A brand new collaborative platform dedicated to destigmatising mental illness has launched to coincide with Mental Health Awareness Week, featuring a striking identity designed by Pentagram partner Paula Scher and fashion designer Kenneth Cole.
The Mental Health Coalition unites the leading US mental health organisations, along with advocates and celebrities (such as Whoopi Goldberg and Kendall Jenner), all dedicated to changing the way people talk about mental health. The new identity's logo (below) centres around the phrase "square peg in a round hole", representing the fact that there is "no normal" when it comes to mental health. It's a strikingly bold look – check out our logo design guide for more inspiring designs.
With its bright colours and tall, bold typography, Scher describes the identity as "exactly what you wouldn't expect from a mental health site", and we're loving the empowering design. According to Pentagram (opens in new tab), the Mental Health Coalition (opens in new tab) is hoping that the 'square peg' icon "will become the global symbol for mental health" – an ambitious aim, but perhaps it could one day become a universally recognisable design.

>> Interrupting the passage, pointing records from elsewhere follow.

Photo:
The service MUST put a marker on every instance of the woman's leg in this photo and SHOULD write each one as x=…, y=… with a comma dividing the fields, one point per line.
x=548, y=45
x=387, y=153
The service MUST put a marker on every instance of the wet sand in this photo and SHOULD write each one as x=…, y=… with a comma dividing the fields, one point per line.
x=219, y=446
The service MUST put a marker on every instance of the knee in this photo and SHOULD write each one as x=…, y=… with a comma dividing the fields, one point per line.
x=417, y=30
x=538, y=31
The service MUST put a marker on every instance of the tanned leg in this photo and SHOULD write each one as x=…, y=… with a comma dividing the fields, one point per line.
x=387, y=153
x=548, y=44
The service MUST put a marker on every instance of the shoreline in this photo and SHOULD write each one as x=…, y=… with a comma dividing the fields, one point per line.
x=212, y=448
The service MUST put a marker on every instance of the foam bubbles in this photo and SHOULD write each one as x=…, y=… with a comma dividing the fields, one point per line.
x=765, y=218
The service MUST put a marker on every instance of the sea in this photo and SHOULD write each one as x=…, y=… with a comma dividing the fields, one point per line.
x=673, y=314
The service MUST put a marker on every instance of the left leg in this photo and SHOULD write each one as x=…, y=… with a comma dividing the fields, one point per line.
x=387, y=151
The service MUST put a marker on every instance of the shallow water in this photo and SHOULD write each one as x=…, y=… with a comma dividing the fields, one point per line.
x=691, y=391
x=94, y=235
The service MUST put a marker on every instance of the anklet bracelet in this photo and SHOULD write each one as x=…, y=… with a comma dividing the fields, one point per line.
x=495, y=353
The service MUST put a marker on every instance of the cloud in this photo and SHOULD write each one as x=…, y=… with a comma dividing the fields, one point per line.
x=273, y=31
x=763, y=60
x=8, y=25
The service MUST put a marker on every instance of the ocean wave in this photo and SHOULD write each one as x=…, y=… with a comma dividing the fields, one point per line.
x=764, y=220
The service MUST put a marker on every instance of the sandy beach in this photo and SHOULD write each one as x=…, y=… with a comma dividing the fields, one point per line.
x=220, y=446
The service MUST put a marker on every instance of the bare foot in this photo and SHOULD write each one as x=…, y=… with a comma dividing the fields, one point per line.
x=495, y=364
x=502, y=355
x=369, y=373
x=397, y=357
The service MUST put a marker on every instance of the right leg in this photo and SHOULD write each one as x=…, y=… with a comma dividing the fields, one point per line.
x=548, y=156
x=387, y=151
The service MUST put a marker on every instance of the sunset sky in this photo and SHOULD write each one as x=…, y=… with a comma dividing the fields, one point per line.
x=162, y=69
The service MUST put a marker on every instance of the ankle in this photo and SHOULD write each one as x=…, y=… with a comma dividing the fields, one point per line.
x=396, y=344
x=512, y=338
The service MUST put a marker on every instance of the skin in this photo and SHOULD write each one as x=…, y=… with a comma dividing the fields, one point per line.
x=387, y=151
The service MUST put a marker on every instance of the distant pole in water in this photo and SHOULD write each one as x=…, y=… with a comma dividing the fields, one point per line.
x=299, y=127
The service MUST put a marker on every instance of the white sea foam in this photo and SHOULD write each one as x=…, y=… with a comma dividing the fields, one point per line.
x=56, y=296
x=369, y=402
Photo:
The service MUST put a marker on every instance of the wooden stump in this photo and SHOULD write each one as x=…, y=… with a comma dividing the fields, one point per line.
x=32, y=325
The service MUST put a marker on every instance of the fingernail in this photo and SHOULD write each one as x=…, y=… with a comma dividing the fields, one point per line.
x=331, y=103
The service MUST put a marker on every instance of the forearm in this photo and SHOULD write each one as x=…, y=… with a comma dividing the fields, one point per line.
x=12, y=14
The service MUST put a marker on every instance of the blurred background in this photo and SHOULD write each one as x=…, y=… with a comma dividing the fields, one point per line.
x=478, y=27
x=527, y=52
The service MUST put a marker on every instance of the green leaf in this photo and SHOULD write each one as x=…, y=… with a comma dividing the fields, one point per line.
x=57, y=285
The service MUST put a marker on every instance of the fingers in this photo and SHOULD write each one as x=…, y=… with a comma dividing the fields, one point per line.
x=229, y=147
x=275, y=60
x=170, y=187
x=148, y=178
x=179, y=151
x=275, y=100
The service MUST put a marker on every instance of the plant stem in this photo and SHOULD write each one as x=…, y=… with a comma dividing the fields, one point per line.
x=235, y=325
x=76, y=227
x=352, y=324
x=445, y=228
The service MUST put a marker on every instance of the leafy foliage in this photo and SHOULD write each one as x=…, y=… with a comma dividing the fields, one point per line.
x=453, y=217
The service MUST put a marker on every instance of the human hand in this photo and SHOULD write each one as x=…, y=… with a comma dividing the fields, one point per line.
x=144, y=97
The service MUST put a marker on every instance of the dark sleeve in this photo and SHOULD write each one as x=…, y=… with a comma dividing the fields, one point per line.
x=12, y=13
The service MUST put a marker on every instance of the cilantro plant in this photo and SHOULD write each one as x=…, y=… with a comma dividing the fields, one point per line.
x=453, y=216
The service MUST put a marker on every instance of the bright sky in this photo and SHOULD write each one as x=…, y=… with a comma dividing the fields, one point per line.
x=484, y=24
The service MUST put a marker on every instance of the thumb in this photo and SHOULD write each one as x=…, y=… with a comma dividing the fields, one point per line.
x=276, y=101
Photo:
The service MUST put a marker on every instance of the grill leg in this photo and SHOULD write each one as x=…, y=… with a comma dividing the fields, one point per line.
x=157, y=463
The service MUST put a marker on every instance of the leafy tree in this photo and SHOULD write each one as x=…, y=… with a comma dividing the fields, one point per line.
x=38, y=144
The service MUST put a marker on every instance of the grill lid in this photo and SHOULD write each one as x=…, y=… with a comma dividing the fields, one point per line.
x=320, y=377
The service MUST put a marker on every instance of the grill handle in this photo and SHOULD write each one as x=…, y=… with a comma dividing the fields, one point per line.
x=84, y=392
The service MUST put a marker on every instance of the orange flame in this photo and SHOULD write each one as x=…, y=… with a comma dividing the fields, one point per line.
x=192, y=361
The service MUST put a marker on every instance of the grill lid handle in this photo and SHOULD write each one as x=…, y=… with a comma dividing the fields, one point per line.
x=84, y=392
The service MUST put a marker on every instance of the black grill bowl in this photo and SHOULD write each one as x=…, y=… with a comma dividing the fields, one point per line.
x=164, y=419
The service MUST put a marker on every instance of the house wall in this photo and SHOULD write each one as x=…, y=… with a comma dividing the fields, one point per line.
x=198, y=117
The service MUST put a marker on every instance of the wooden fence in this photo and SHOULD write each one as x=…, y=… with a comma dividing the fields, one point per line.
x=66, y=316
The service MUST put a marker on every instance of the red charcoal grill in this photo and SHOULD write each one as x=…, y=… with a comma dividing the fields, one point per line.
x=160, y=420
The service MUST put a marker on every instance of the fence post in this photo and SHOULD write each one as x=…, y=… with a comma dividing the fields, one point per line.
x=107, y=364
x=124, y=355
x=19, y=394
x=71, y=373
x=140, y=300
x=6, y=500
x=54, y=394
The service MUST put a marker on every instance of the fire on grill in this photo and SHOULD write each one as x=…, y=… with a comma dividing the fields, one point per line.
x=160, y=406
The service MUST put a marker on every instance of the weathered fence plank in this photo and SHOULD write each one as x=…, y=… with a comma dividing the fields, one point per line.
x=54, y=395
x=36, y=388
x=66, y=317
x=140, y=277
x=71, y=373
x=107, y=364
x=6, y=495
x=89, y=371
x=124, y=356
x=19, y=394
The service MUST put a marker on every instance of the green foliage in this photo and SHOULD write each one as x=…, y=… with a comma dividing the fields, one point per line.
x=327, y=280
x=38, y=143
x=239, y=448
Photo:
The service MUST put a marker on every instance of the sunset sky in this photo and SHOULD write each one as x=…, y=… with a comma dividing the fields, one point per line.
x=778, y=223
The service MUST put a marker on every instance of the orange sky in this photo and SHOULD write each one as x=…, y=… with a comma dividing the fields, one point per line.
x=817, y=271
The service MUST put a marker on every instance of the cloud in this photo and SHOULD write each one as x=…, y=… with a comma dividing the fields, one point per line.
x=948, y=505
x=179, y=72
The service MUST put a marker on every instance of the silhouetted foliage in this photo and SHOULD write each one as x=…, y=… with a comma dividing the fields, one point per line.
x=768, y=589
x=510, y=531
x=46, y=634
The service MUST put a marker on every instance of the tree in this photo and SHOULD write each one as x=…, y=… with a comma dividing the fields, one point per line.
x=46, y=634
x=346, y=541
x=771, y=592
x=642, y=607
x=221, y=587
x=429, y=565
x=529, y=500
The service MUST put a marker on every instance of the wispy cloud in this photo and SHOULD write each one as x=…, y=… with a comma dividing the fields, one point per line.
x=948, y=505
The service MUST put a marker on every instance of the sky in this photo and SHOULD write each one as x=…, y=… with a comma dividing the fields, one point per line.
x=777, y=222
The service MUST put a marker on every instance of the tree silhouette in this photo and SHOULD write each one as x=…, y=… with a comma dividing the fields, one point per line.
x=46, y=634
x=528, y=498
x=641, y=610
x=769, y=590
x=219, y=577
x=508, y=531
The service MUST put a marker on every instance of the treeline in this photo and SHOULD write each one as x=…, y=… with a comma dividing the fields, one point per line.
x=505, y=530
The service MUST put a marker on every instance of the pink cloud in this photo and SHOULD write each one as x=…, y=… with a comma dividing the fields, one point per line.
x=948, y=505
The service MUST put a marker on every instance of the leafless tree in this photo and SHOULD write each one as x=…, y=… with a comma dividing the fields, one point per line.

The circular icon is also skilfully integrated into the coalition's wider campaign. It takes the place of the 'o' in the logo for the coalition's new digital storytelling platform called How Are You Really? (opens in new tab) – which encourages those with mental health challenges to share their own stories.
“I like the way that Pentagram captured the ‘How Are You, Really?’ identity, as distinct from but still cohesive with the Mental Health Coalition,” says Cole. "It will be a hub for oftentimes serious discussion, but it is also interwoven with pops of colour and fun to lighten the mood and increase engagement.” Check out our best web design tools if you're inspired to create your own masterpiece.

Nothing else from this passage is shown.